I would like to thank my mentor, Steve Worth, for being patient with me while I had this inner crisis and assisting me with the building process. Lifting two pressure-treated 2x12x12s eight feet in the air and drilling them into trees is no easy feat, and he always offered his gentleness and expertise and even sacrificed a yak trak to the snow.
With the help of Steve and my dad, I succeeded in building the initial supports for my future treehouse on a three-tree site at my family's farm in Northampton. The platform and house remain unbuilt. With the onset of the coronavirus, I realized that I had an opportunity to do something more personally meaningful with my project. I had decided I was going to hike the Long Trail in Vermont after graduation and it was time to start buying the gear I would need and planning the food I would eat.
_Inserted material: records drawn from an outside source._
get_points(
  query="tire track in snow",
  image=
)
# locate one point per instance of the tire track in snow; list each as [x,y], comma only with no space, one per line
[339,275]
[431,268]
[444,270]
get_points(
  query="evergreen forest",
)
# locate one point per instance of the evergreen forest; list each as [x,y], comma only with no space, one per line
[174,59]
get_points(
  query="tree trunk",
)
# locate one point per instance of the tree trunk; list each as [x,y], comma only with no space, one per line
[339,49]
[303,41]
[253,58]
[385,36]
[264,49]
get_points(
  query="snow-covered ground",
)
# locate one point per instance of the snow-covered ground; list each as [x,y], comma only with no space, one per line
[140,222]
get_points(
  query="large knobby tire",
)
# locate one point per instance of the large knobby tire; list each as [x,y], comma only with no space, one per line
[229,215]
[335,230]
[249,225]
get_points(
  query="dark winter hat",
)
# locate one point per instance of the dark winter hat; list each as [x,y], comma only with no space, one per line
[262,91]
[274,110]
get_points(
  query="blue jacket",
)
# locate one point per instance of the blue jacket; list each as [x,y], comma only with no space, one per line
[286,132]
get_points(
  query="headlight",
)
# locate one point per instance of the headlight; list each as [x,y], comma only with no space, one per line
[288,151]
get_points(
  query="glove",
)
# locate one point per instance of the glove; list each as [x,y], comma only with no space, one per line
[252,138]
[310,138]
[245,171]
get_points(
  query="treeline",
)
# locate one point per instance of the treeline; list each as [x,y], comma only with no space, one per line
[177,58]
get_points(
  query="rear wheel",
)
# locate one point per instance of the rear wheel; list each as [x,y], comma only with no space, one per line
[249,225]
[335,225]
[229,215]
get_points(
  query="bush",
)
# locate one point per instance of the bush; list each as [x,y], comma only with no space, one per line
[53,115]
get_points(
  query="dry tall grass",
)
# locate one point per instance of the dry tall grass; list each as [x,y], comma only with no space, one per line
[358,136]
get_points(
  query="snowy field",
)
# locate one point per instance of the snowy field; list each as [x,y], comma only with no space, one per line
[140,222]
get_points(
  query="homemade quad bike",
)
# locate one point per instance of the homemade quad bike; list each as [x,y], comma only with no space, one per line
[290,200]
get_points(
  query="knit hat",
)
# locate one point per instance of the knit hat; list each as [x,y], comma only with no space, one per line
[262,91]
I had spent a lot of time throughout the year learning about the various aspects of ultralight hiking including the nutritional requirements of thru-hiking and how to make trail food as light as possible. With the month and a half or so before the due date for this project, I planned and created my "ideal vegan resupply", expanding upon other vegan resupply plans that had obvious drawbacks, and I made a few YouTube videos explaining this product. You will see these videos and more information about my resupply plan in the rest of this website.
Enjoy, and I hope you learn something in case you decide to do some thru-hiking in the future!